Mit Anstieg der Leitzinsen ab 2006 auf über 5 % begann die durch „billiges Geld“ genährte Immobilienblase zu platzen. Insb. Hypothekenschuldner mit variablen Zinssätzen konnten nun ihren Schuldendienst nicht mehr leisten, und es kam zu ersten Zahlungsausfällen. Da infolge einer allmählich erreichten Marktsättigung und der nun eintretenden Zwangsverkäufe die Immobilienpreise nachgaben, konnten die Zahlungsausfälle nicht mehr durch den Verkauf der Immobilien kompensiert werden. Nun erwiesen sich die von vielen Fonds weltweit gehaltenen und als scheinbar risikolos eingestuften Mortgage-backed Securities als ein von der Realwirtschaft völlig abgekoppeltes Finanzprodukt, dessen Markt über Nacht zusammenbrach. Als erstes großes Finanzinstitut geriet das Bankhaus Bear Stearns in Zahlungsschwierigkeiten und musste im Juni 2007 die Rücknahme von Kapitalanteilen zweier hypothekenlastiger Hedgefonds aussetzen. Bis Mai 2008 mussten Banken weltweit faule und wertlose Subprime-Hypothekenpapiere im Wert von 445 Mrd. US-Dollar abschreiben. Zu den ersten Opfern der Subprime-Hypothekenkrise in Deutschland zählten die IKB Deutsche Industrie Bank sowie die Sachsen LB, die sich auf den amerikanischen Hypothekenmärkten verspekuliert hatten. Ihren Höhepunkt erreichte die F. schließlich mit dem Zusammenbruch des Bankhauses Lehman Brothers im September 2008.
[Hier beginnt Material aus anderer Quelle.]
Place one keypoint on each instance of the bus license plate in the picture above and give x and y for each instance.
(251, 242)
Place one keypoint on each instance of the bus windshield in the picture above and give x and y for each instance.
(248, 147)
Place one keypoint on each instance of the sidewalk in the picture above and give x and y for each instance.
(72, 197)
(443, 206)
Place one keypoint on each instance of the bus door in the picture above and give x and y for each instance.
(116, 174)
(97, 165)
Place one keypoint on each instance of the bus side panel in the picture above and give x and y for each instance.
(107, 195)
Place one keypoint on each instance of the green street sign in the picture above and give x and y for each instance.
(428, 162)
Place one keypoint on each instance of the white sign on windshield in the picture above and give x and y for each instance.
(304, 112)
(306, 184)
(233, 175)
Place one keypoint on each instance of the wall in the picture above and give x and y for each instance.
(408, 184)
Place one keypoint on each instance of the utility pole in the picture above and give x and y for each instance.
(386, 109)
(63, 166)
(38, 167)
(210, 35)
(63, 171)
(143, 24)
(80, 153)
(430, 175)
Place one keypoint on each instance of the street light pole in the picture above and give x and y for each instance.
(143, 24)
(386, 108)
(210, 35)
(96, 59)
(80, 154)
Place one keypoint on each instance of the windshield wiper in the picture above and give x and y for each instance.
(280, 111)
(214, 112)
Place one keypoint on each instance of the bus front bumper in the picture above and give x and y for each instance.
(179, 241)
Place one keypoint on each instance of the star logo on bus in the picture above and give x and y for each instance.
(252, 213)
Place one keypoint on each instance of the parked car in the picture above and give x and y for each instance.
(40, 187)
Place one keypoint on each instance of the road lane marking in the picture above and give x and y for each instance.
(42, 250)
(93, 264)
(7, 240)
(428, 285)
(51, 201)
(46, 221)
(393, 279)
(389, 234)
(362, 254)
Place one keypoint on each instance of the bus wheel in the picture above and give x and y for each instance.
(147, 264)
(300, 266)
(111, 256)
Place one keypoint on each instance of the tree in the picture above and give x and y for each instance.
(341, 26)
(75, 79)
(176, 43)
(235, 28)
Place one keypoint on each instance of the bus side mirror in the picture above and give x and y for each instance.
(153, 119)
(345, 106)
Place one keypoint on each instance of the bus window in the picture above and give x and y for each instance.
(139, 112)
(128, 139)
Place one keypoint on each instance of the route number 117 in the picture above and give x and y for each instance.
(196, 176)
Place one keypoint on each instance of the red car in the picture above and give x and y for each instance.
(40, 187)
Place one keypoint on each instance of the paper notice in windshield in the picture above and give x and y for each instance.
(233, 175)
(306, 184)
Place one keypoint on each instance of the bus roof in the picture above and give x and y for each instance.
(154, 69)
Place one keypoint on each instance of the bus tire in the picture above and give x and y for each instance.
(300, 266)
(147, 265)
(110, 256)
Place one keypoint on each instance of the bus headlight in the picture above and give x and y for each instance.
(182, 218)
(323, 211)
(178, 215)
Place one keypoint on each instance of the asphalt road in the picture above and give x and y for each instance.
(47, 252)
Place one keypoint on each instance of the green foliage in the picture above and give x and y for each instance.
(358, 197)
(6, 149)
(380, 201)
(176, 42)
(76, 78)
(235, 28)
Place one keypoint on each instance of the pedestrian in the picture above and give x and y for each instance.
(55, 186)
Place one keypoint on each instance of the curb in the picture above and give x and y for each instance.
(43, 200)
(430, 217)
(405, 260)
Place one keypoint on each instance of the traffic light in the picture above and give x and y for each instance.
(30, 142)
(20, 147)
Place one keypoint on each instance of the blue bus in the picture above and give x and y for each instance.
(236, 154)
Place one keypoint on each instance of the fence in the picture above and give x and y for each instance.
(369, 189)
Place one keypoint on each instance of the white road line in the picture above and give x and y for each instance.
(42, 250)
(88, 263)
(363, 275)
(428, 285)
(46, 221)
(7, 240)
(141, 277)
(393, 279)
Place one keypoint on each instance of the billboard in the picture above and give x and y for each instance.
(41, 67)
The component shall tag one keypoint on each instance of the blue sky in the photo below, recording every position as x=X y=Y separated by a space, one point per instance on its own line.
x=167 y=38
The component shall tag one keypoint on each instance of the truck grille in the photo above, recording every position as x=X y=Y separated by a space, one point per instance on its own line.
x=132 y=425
Das nun eintretende Misstrauen bezüglich der wahren Finanzlage der Kreditinstitute ließ den Kreditmarkt und den Interbankenmarkt über Nacht austrocknen. Damit begann sich die F. auch auf die Realwirtschaft, insb. den Automobilsektor auszuwirken. Weltweit sahen sich Regierungen dazu veranlasst, durch entspr.e „Konjunkturpakete“ die stagnierenden Märkte wiederzubeleben. Zahlreiche Finanzinstitute konnten nur mit Hilfe staatlicher Stützungszahlungen, und damit auf Kosten des Steuerzahlers, am Leben erhalten werden. Im weiteren Verlauf führte die F. zu der als Eurokrise bezeichneten Staatsschuldenkrise zahlreicher europäischer Länder.
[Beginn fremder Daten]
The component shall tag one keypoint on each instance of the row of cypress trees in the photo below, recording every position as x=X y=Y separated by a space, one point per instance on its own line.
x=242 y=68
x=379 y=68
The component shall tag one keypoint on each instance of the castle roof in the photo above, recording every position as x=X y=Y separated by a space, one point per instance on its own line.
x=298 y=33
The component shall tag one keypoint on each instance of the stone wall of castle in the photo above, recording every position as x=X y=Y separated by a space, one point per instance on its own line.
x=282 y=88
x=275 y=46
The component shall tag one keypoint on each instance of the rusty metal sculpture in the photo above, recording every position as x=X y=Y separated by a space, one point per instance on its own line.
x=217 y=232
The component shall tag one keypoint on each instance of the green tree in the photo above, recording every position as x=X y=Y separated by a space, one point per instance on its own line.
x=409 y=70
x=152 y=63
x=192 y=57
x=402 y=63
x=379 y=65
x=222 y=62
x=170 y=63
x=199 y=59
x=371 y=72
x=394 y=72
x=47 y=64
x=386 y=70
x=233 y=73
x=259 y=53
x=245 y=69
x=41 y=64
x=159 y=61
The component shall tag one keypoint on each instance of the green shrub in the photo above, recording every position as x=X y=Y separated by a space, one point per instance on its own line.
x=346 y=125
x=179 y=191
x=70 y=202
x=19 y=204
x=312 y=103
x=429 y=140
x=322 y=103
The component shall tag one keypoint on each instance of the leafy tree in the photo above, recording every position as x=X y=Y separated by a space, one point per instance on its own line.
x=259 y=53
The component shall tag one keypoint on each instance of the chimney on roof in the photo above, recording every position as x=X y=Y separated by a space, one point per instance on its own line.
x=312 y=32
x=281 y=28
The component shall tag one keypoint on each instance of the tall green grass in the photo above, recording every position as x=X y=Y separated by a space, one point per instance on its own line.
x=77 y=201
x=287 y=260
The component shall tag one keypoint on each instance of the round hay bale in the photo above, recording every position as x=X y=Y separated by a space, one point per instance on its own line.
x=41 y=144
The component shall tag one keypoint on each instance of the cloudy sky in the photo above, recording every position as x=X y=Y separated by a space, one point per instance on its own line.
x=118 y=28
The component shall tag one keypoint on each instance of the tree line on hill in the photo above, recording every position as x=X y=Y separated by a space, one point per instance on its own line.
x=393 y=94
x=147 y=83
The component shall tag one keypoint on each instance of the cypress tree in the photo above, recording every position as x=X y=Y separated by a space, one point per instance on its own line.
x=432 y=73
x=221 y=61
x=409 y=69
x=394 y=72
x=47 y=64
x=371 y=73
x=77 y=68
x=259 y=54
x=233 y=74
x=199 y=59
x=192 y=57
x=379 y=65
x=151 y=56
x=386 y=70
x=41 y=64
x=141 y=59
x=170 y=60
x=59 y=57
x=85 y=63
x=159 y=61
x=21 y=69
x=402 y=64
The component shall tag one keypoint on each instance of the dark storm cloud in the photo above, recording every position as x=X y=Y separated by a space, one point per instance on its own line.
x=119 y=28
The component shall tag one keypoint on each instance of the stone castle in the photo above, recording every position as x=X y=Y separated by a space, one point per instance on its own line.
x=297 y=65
6. Krisentheorien und Krisenprävention

Zahlreiche Wirtschaftstheoretiker haben versucht, ex post Lehren aus den bisherigen F.n zu ziehen und das Entstehen der Krisen zu erklären. Das Spektrum der Erklärungen reicht von monetaristischen (Monetarismus) Deutungsversuchen (Milton Friedman und Anna Schwartz) über keynesianische und post-keynesianische (Keynesianismus) Erklärungsmodelle (Hayman Minsky) bis hin zu quantitativen Analysen (Carmen Reinhart und Kenneth Rogoff). Dennoch trugen diese Theorien bisher wenig zur Früherkennung von F.n bei. Entspr. kommen C. P. Kindleberger und R. Z. Aliber zu der ernüchternden Einsicht, dass alle bisherige Erfahrung zeige, dass die meisten F.n auch trotz ausdrücklicher Warnungen von Sachverständigen nicht hätten abgewendet werden können.
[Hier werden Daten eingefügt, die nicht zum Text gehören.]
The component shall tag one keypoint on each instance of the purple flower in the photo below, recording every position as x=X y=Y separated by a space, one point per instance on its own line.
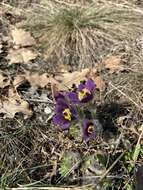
x=84 y=92
x=88 y=130
x=64 y=113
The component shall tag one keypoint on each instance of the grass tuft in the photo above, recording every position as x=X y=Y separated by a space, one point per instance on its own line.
x=84 y=33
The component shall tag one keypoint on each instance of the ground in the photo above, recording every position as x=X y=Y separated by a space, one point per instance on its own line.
x=36 y=153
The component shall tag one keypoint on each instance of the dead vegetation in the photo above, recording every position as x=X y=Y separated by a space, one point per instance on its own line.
x=106 y=39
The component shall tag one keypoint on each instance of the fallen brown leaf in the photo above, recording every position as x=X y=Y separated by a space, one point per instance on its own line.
x=4 y=80
x=66 y=80
x=22 y=38
x=113 y=63
x=22 y=55
x=14 y=104
x=38 y=80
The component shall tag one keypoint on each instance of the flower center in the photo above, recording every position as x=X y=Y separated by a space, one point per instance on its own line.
x=83 y=93
x=67 y=114
x=90 y=128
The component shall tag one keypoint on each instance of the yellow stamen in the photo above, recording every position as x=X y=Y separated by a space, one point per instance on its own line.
x=67 y=114
x=90 y=129
x=83 y=93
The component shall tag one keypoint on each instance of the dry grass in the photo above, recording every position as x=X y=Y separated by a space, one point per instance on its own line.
x=82 y=33
x=31 y=150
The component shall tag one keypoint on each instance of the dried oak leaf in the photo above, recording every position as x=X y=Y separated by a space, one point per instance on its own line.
x=18 y=80
x=22 y=55
x=67 y=79
x=14 y=104
x=38 y=80
x=100 y=83
x=113 y=63
x=22 y=38
x=4 y=80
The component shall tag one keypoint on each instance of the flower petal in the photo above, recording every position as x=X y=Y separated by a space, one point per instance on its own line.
x=61 y=122
x=86 y=135
x=90 y=85
x=81 y=86
x=73 y=97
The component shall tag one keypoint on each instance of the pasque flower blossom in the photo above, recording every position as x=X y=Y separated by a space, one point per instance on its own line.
x=88 y=129
x=84 y=93
x=64 y=113
x=70 y=107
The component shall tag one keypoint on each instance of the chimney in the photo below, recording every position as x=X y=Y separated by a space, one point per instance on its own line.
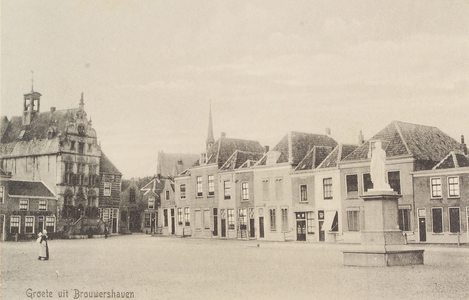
x=361 y=138
x=463 y=145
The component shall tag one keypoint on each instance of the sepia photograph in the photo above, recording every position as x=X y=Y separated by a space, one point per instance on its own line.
x=212 y=149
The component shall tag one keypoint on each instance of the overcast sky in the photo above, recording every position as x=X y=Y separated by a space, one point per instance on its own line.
x=148 y=69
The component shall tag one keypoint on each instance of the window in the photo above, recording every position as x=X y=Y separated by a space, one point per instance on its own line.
x=285 y=219
x=211 y=185
x=404 y=219
x=327 y=187
x=179 y=215
x=165 y=217
x=24 y=204
x=227 y=189
x=245 y=191
x=310 y=222
x=107 y=189
x=42 y=204
x=207 y=219
x=353 y=220
x=453 y=186
x=230 y=213
x=50 y=224
x=15 y=224
x=454 y=221
x=394 y=180
x=367 y=183
x=265 y=189
x=352 y=185
x=199 y=186
x=187 y=216
x=273 y=223
x=279 y=188
x=81 y=148
x=436 y=187
x=151 y=202
x=243 y=219
x=437 y=221
x=29 y=224
x=303 y=193
x=182 y=191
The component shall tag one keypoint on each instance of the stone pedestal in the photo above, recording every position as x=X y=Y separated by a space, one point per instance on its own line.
x=383 y=243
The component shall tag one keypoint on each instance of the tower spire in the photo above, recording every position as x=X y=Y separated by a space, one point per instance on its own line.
x=210 y=140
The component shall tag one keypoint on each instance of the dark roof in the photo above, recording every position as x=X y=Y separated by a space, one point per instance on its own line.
x=422 y=142
x=454 y=159
x=39 y=126
x=171 y=164
x=224 y=147
x=106 y=166
x=314 y=158
x=29 y=189
x=294 y=146
x=239 y=158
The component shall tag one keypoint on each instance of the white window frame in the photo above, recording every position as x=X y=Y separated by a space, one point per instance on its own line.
x=107 y=189
x=27 y=204
x=19 y=223
x=25 y=224
x=431 y=188
x=42 y=203
x=458 y=187
x=449 y=219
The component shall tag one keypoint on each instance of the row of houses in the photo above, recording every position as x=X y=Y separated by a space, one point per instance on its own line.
x=54 y=174
x=308 y=188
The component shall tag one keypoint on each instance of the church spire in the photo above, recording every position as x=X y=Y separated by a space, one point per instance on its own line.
x=210 y=140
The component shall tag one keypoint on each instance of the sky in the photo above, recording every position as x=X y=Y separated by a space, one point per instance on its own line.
x=150 y=69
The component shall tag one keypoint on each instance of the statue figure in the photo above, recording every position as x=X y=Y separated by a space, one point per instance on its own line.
x=378 y=168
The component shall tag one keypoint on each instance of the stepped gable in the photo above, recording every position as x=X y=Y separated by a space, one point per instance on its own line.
x=294 y=146
x=454 y=159
x=239 y=158
x=29 y=188
x=106 y=166
x=224 y=147
x=425 y=143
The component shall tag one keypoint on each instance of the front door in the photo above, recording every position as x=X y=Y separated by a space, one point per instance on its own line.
x=223 y=227
x=301 y=230
x=173 y=224
x=322 y=233
x=215 y=221
x=422 y=230
x=261 y=227
x=252 y=230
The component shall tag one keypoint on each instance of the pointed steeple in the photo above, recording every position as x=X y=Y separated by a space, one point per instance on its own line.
x=210 y=140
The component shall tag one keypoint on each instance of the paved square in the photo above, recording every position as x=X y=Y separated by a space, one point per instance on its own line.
x=177 y=268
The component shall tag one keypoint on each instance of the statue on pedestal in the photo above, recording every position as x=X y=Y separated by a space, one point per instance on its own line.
x=378 y=168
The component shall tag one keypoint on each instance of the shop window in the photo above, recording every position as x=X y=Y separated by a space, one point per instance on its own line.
x=454 y=221
x=352 y=185
x=437 y=220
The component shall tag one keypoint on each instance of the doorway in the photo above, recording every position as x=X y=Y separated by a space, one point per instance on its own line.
x=261 y=227
x=301 y=230
x=173 y=224
x=422 y=230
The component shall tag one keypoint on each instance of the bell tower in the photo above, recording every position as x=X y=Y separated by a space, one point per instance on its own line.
x=31 y=104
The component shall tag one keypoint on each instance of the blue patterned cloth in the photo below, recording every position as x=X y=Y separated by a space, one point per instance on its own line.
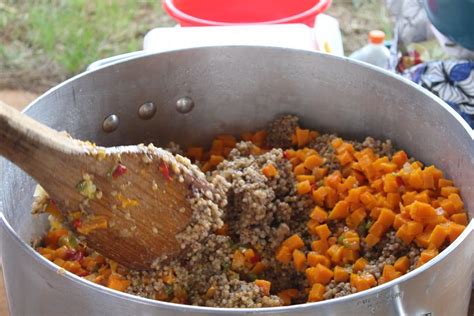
x=452 y=81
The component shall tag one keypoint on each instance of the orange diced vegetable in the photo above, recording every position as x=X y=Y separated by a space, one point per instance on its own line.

Wenngleich die exogenen Ursachen der einzelnen historischen F.n Unterschiede aufweisen, lassen sich doch einige wiederkehrende Elemente erkennen, die insb. das Entstehen der modernen F.n begünstigt zu haben scheinen: Zum einen werden Spekulationsbasen durch eine Niedrigzinspolitik und gute Liquiditätsversorgung begünstigt, da ausreichend Geld für vermeintlich aussichtsreiche Geschäfte zur Verfügung steht. Eine nur ungenügende Banken- und Börsenaufsicht (Finanzaufsicht) erlaubt es den Finanzintermediären zudem, Eigenkapitalvorschriften u. a. Sicherungsvorschriften zu umgehen und ihre Geschäftstätigkeit stetig auszuweiten und die Spekulationsblase mittels Geldschöpfung zu bedienen. Hinzu kommen neue Finanzprodukte, die scheinbar sichere, risikoarme Investitionen versprechen, für die jedoch zumeist keinerlei Erfahrungswerte aus früheren Krisen existieren. Nicht zu unterschätzen ist dabei das psychologische Moment, das letztlich auch risiko-averse Anleger dazu veranlasst, auf Spekulationsmärkten zu investieren, um im allg.en Spekulationsfieber nicht als Verlierer dazustehen. Anfällig hierfür ist insb. die von John Atkinson Hobson als „Finanzproletariat“ (Hobson 1906: 241 f.) bezeichnete Schicht von Kleinanlegern, die bei der Anlage ihrer Ersparnisse vollständig von den Finanzintermediären abhängig ist und das Geschehen auf den Finanzmärkten selbst kaum beurteilen oder beeinflussen kann. Umstritten ist jedoch, ob es sich bei F.n um ein endogenes, mithin stetig wiederkehrendes Problem von Finanzmärkten handelt oder ob F.n durch exogene Faktoren bewirkt werden, die mittels politischer Maßnahmen beeinflusst werden können.